PRINTABLE VERSION   EMAIL TO A FRIEND   RSS FEEDS 15:56 UK, 25th Mar 2010, by Agrimoney.com
US farmers to lead world to record corn plantings

US farmers are to lead the world into a year of record corn plantings, deterred from wheat by its weaker profitability prospects, the International Grains Council has said.

The intergovernmental group, in its first public figure for 2010-11 world corn sowings, pegged them at 156m hectares.

The 2% rise would be spearheaded by a "significant" increase in the US, the world's biggest corn grower, which is in the early stages of sowings.

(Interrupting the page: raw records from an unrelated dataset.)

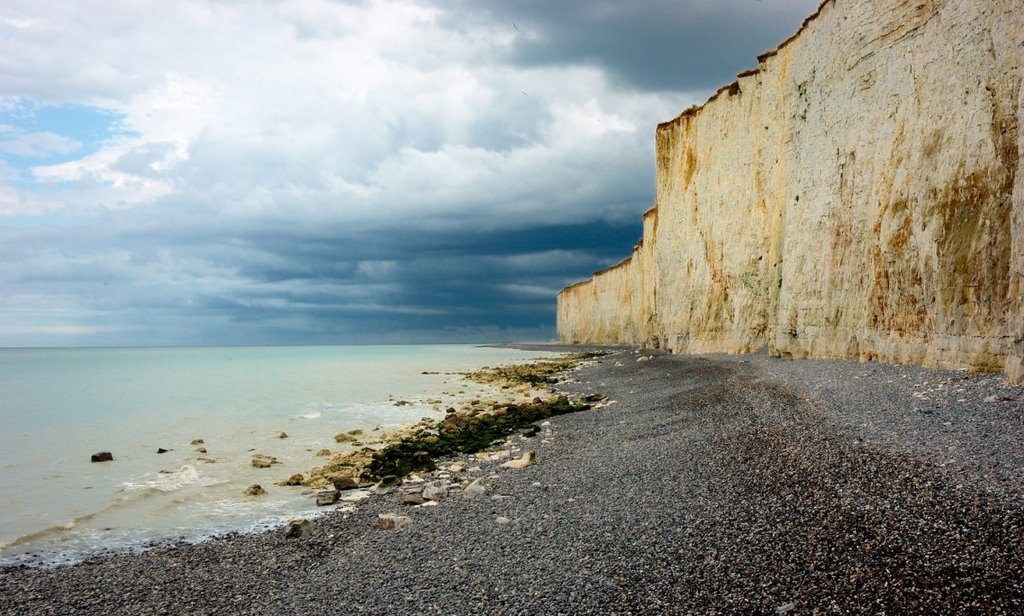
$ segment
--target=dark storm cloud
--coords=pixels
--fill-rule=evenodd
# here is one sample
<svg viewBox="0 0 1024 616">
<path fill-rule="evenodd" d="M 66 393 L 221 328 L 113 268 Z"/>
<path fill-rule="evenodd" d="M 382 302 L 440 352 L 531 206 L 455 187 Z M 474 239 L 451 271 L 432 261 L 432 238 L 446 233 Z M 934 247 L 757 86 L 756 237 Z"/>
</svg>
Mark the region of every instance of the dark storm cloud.
<svg viewBox="0 0 1024 616">
<path fill-rule="evenodd" d="M 538 226 L 482 234 L 394 232 L 324 238 L 279 234 L 192 246 L 193 254 L 250 282 L 192 297 L 193 309 L 235 322 L 301 312 L 351 340 L 367 331 L 501 328 L 554 334 L 554 296 L 627 254 L 639 224 Z M 258 253 L 258 254 L 256 254 Z"/>
<path fill-rule="evenodd" d="M 517 33 L 525 65 L 591 64 L 657 91 L 714 89 L 793 34 L 819 0 L 474 0 L 442 2 Z M 515 28 L 513 25 L 515 24 Z"/>
</svg>

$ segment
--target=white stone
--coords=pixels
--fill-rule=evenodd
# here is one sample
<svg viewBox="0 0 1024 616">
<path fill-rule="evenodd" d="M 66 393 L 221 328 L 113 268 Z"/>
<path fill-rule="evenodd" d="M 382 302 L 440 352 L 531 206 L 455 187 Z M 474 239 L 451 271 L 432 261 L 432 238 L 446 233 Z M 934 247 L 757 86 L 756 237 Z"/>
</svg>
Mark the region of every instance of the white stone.
<svg viewBox="0 0 1024 616">
<path fill-rule="evenodd" d="M 527 466 L 533 465 L 537 461 L 537 454 L 532 451 L 527 451 L 522 455 L 521 458 L 516 460 L 509 460 L 501 465 L 502 468 L 526 468 Z"/>
<path fill-rule="evenodd" d="M 377 528 L 381 530 L 395 530 L 412 524 L 412 518 L 394 513 L 381 513 L 377 515 Z"/>
<path fill-rule="evenodd" d="M 473 483 L 466 486 L 466 488 L 462 491 L 462 494 L 466 498 L 476 498 L 478 496 L 483 496 L 484 494 L 487 494 L 487 487 L 484 485 L 483 479 L 477 479 Z"/>
<path fill-rule="evenodd" d="M 448 496 L 448 488 L 449 483 L 447 481 L 428 483 L 423 487 L 421 495 L 427 500 L 438 501 Z"/>
</svg>

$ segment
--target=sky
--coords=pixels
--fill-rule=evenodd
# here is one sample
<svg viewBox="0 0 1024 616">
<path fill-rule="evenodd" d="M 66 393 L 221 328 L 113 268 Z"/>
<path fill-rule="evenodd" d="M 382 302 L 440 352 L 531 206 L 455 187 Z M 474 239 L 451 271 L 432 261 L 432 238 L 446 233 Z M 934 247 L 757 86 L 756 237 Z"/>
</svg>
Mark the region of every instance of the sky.
<svg viewBox="0 0 1024 616">
<path fill-rule="evenodd" d="M 0 346 L 544 340 L 818 0 L 8 0 Z"/>
</svg>

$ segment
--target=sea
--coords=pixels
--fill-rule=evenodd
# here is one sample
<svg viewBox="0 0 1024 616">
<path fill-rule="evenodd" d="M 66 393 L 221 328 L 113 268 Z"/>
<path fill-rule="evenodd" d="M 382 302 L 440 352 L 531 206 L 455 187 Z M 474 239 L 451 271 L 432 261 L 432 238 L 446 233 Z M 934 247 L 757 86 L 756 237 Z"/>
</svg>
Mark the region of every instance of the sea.
<svg viewBox="0 0 1024 616">
<path fill-rule="evenodd" d="M 551 355 L 472 345 L 0 349 L 0 566 L 315 517 L 308 490 L 276 483 L 322 465 L 321 449 L 344 451 L 335 434 L 358 428 L 371 439 L 443 417 L 485 393 L 453 373 Z M 114 460 L 91 462 L 101 451 Z M 281 463 L 255 468 L 257 453 Z M 254 483 L 267 494 L 247 496 Z"/>
</svg>

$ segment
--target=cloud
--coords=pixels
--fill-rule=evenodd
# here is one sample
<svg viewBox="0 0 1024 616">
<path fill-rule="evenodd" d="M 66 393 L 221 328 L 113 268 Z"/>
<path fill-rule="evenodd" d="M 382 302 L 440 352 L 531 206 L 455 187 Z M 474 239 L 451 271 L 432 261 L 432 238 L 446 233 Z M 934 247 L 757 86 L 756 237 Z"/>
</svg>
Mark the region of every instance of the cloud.
<svg viewBox="0 0 1024 616">
<path fill-rule="evenodd" d="M 0 7 L 0 344 L 550 336 L 655 125 L 812 4 Z"/>
<path fill-rule="evenodd" d="M 3 137 L 0 137 L 0 152 L 23 158 L 43 158 L 54 153 L 68 154 L 81 146 L 82 144 L 73 139 L 50 132 L 18 133 L 7 130 L 3 131 Z"/>
<path fill-rule="evenodd" d="M 473 15 L 514 34 L 527 66 L 590 65 L 615 83 L 653 91 L 713 89 L 796 31 L 818 0 L 452 0 L 453 22 Z M 457 17 L 456 17 L 457 16 Z M 513 24 L 515 24 L 513 26 Z"/>
</svg>

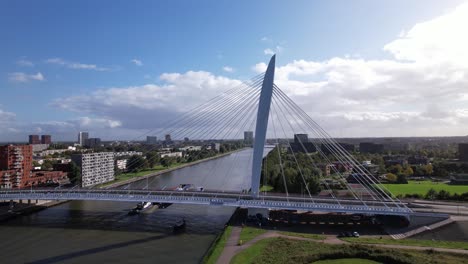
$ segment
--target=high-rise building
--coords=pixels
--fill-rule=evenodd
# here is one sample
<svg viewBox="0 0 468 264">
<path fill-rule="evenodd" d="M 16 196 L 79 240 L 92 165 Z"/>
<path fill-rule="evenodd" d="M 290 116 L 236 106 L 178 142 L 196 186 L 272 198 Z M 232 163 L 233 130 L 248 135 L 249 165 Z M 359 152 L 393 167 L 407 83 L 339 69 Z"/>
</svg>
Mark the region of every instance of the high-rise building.
<svg viewBox="0 0 468 264">
<path fill-rule="evenodd" d="M 146 136 L 146 144 L 154 145 L 158 143 L 158 137 L 156 136 Z"/>
<path fill-rule="evenodd" d="M 254 136 L 253 131 L 244 131 L 244 143 L 253 144 Z"/>
<path fill-rule="evenodd" d="M 376 144 L 372 142 L 361 142 L 359 143 L 359 152 L 361 153 L 381 153 L 384 151 L 383 144 Z"/>
<path fill-rule="evenodd" d="M 50 135 L 42 135 L 41 136 L 41 143 L 42 144 L 52 144 L 52 137 Z"/>
<path fill-rule="evenodd" d="M 95 148 L 101 145 L 100 138 L 88 138 L 84 144 L 86 147 Z"/>
<path fill-rule="evenodd" d="M 303 152 L 312 153 L 317 151 L 314 143 L 309 142 L 309 136 L 307 134 L 294 134 L 294 142 L 289 143 L 292 152 Z"/>
<path fill-rule="evenodd" d="M 31 145 L 0 146 L 2 188 L 22 188 L 26 185 L 31 177 L 32 155 Z"/>
<path fill-rule="evenodd" d="M 114 153 L 96 152 L 72 155 L 72 161 L 81 169 L 81 186 L 88 187 L 113 181 Z"/>
<path fill-rule="evenodd" d="M 468 143 L 458 144 L 458 159 L 468 162 Z"/>
<path fill-rule="evenodd" d="M 167 134 L 164 136 L 164 144 L 166 145 L 171 145 L 173 142 L 172 142 L 172 138 L 171 138 L 171 134 Z"/>
<path fill-rule="evenodd" d="M 80 144 L 80 146 L 86 145 L 86 141 L 88 140 L 88 138 L 89 138 L 88 132 L 78 133 L 78 144 Z"/>
<path fill-rule="evenodd" d="M 294 143 L 306 143 L 309 142 L 309 136 L 307 134 L 294 134 Z"/>
<path fill-rule="evenodd" d="M 39 135 L 29 135 L 29 144 L 41 144 Z"/>
</svg>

The crop was "currently more profitable" than spring wheat, the council said in a monthly report, cutting by 1m tonnes to 658m tonnes its forecast for global wheat production in 2010.

Weather setbacks 

However, the briefing stopped short of forecasting whether corn production would rise in line with acreages, while noting that plantings "may be delayed" in Europe and the US "after the prolonged wintry conditions".

Cold weather also looked likely to hold back spring wheat plantings in the Black Sea states and America's northern Plains region.

And "unfavourable" hot and dry conditions had dented prospects for wheat crops in the north of India, the world's second biggest producing country after China.

Nonetheless, India's harvest - and that in China, where crops had enjoyed rain – would be sufficient to drive world stocks of the grain 2m tonnes higher to 199m tonnes by the end 2010-11, the highest for nine years.

Stocks at that level would be 67% higher than those in 2007-08, when thin inventories helped drive the spike in grain prices.

Record harvest 

The council also raised by 3m tones to a record 800m tonnes its estimate of the world's 2009-10 corn harvest,

"Favourable weather increases the production forecasts for Argentina and South Africa," the council said.